[英]Finding Standard Deviation and mean of time grouped by day of week in pandas
Is this the most preferred method to obtain standard deviation and mean of times based on the day of the week? 这是获取基于星期几的标准偏差和平均时间的最优选方法吗?
How do I group the mean time, standard deviations first by TargetName, and second by day_of_week? 如何将平均时间,标准差按目标名称分组,然后按day_of_week分组?
Also, how would I go about converting the series of standard deviations and means to proper time format? 另外,如何将一系列标准偏差和均值转换为正确的时间格式? I have tried to loop through the series' and do datetime.timedelta(seconds=item) with success but would prefer the more pandas way to conduct operations.

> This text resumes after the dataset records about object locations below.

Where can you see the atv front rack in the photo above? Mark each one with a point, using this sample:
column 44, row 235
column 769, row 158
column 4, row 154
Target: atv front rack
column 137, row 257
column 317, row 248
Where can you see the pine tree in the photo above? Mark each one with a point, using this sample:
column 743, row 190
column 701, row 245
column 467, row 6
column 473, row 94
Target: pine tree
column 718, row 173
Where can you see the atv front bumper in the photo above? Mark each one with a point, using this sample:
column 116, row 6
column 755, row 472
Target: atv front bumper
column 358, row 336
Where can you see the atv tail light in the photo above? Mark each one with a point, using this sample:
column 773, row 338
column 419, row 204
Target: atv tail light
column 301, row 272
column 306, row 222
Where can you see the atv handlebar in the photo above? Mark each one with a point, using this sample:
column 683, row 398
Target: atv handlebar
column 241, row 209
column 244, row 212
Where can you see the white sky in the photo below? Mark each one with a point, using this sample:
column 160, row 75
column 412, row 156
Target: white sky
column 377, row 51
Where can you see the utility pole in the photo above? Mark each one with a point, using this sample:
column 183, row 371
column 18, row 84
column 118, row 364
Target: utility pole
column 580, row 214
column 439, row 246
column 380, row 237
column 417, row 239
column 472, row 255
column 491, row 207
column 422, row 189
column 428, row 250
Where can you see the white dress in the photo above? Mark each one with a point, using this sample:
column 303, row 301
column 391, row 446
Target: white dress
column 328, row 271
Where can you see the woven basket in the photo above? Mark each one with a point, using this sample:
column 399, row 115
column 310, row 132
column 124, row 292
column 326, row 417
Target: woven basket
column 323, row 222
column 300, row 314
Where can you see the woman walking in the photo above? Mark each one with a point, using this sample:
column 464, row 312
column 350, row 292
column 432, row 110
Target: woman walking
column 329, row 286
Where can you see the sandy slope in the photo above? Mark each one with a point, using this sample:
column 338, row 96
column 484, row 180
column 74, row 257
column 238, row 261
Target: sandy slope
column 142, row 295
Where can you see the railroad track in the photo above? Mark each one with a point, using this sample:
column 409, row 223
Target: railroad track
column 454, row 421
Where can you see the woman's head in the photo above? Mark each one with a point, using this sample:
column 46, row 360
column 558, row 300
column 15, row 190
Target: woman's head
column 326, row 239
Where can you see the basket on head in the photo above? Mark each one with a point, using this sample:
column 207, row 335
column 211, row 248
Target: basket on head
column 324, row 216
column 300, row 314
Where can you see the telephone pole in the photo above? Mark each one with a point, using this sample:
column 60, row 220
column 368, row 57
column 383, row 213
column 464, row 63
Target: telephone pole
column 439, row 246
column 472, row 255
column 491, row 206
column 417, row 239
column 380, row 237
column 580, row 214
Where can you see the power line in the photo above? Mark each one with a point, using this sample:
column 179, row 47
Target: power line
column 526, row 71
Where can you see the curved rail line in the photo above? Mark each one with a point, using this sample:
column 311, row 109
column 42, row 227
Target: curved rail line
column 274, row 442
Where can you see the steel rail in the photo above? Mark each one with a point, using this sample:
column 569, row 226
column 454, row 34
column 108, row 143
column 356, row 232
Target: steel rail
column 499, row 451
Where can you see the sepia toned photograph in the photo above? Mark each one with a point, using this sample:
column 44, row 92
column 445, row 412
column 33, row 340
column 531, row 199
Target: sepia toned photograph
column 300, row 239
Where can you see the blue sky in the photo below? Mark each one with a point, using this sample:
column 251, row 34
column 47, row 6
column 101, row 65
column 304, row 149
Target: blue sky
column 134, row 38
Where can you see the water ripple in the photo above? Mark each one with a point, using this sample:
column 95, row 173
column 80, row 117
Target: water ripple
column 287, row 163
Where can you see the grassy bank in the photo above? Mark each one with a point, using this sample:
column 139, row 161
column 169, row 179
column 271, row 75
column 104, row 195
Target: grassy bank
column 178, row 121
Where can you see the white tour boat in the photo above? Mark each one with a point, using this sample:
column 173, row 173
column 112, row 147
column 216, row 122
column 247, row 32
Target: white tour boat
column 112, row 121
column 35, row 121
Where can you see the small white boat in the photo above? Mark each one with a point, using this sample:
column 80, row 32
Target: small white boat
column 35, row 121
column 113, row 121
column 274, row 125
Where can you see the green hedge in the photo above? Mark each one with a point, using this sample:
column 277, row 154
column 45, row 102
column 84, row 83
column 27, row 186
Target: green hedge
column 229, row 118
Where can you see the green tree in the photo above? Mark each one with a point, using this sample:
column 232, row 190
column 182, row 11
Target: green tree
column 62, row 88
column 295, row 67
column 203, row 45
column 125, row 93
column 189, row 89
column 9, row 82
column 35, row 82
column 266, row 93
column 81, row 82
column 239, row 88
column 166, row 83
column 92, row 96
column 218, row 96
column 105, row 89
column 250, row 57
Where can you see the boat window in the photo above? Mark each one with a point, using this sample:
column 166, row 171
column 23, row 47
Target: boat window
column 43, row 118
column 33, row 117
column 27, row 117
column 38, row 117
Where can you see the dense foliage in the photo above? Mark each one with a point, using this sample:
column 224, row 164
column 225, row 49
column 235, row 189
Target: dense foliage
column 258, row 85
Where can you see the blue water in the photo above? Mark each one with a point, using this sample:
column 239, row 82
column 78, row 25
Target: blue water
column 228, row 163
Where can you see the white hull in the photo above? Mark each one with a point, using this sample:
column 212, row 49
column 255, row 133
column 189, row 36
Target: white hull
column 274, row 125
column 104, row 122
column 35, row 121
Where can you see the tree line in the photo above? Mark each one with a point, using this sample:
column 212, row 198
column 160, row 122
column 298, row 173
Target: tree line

我尝试遍历该系列并成功完成datetime.timedelta(seconds = item),但希望使用更多的熊猫方式进行操作。 Thank you for your feedback.
感谢您的反馈意见。
I have a data set that has date time stamps in it as below: 我有一个包含日期时间戳记的数据集,如下所示:
Date Time TargetUser
10/10/2012 20:20:01 joe
10/11/2012 02:20:01 bob
10/13/2012 21:20:01 smo
10/16/2012 22:20:01 joe
I am creating a day of week column as below: 我正在创建一个星期几列,如下所示:
df['my_dates'] = pd.to_datetime(df['Date'])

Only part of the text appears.